Garbage collectors are hard to debug. The best advice we can give you is think first, code later. The temptation to dive into the code after noticing a bug can be very strong. Resist it. You have a puzzle in front of you: the interpreter produces the wrong answer when you type some particular expression. Experiment with similar expressions. Try to find the conditions under which the bug is exhibited. If the problem happens when a particular expression is given as an argument to a user-defined function, does the problem occur when given to a primitive function? If the problem happens using the `val` statement, does it happen if you use `set` instead? And so on. Before you go into the program, you should have gathered enough evidence from probing the interpreter to incriminate some specific section of code. Finally, don't overlook Section 4.6 of the book.

### Extra credit

For massive extra credit, you may attack problem 11, 20, 22, 23, or 24 from Ramsey and Kamin. If you solve problem 11, major bonus points if you manage all objects using your conservative collector, not just `Value`s.

For massive extra credit, you may get the ``uScheme interpreter based on context semantics'' from the instructor, and port your garbage collector to that interpreter. The key new idea is that context semantics makes scanning for roots a piece of cake.

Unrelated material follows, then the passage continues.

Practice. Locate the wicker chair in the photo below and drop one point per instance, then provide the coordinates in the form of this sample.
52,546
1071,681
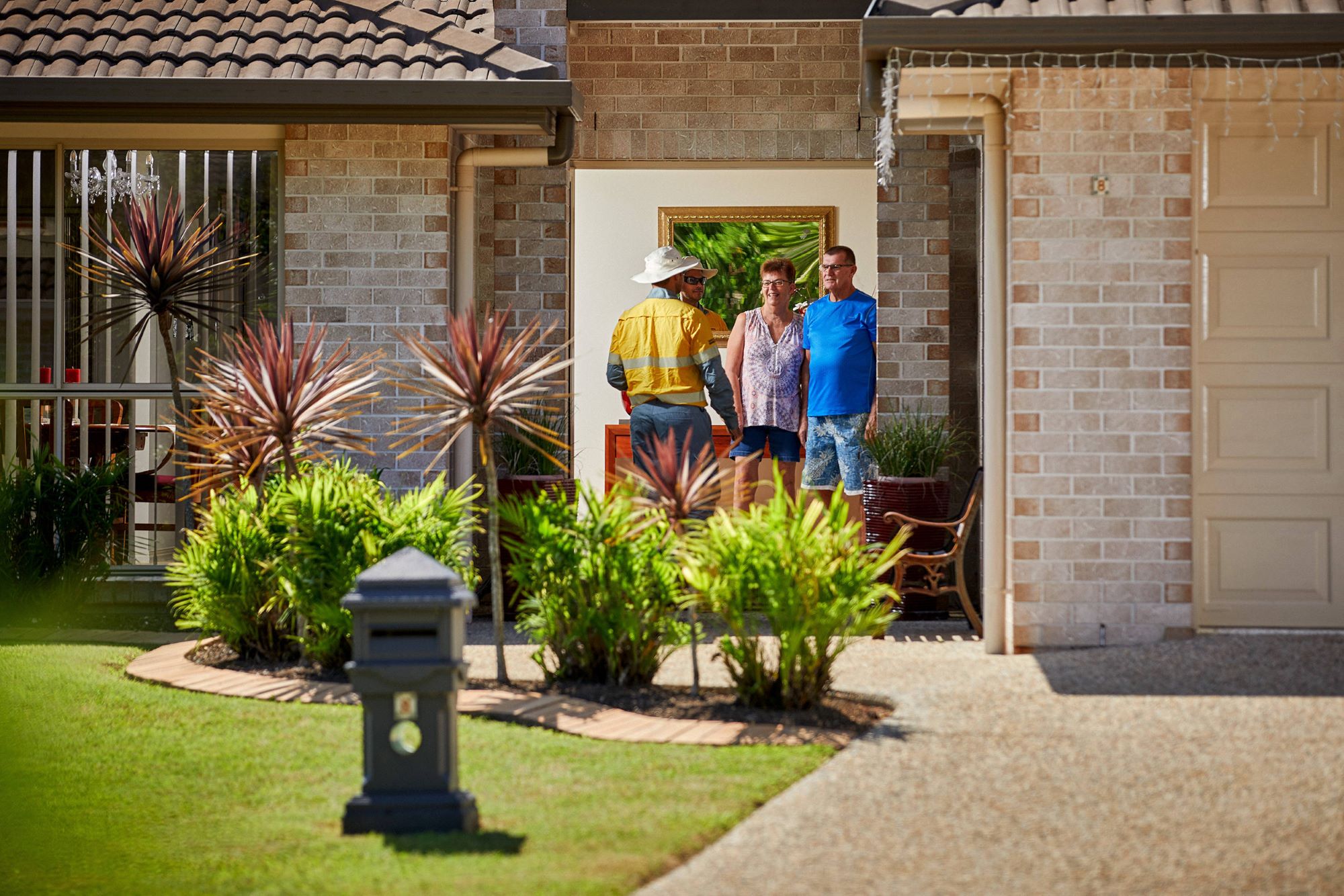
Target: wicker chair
936,566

For modest extra credit, you may attack any other problem from Chapter 4 of Ramsey and Kamin. It is the instructor's opinion that problems 16 and 19 are probably the easiest of the remaining problems.

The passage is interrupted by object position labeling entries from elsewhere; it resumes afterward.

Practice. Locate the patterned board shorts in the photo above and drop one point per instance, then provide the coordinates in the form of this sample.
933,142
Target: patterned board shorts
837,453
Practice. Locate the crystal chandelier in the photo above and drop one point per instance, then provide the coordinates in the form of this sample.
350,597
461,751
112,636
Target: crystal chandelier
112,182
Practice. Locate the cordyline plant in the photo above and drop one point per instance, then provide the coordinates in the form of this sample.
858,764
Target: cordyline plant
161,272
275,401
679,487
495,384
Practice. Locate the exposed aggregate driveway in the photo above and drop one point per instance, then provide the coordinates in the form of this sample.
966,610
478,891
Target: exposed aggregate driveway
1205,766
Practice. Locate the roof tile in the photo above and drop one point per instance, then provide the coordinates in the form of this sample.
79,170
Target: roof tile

## How to prepare your code and what to submit

To set up your directory, do the following:
```cd ~/cs152
mkdir gc
cd gc
cp -r ~cs152/software/bare/uscheme-copy .
cp -r ~cs152/software/bare/uscheme-ms   .
```
This software is part of the textbook software distribution.

Whether you solve all the problems or only some, we expect you to submit at most two collectors. This is what we are expecting for Parts I and II:

• Submit a README file that
• Tells us what parts of the assignment you have completed
• Says with whom you collaborated
• Says about how many hours you needed
• Explains your solutions to Parts I and II
• Includes your solution to Exercise 4
• Says what you measured to arrive at a default value of gamma
• Says what default values of gamma you decided on
• Tells us anything else we should know about the assignment or your work
• If you wish to try your luck at breaking our code, or anyone else's, you may submit up to three tests in a file tests. We've prepared an example tests file you can use to see what the right format is.

• In subdirectory uscheme-copy, you should include your copying collector. It should not be necessary to change any file except copy.c.

• In subdirectory uscheme-ms, you should include your mark-and-sweep collector. It should not be necessary to change any file except ms.c.

Submit using submit-gc.

Submit your solutions to Part III on paper. Please include a note indicating how many hours you spent on Part III.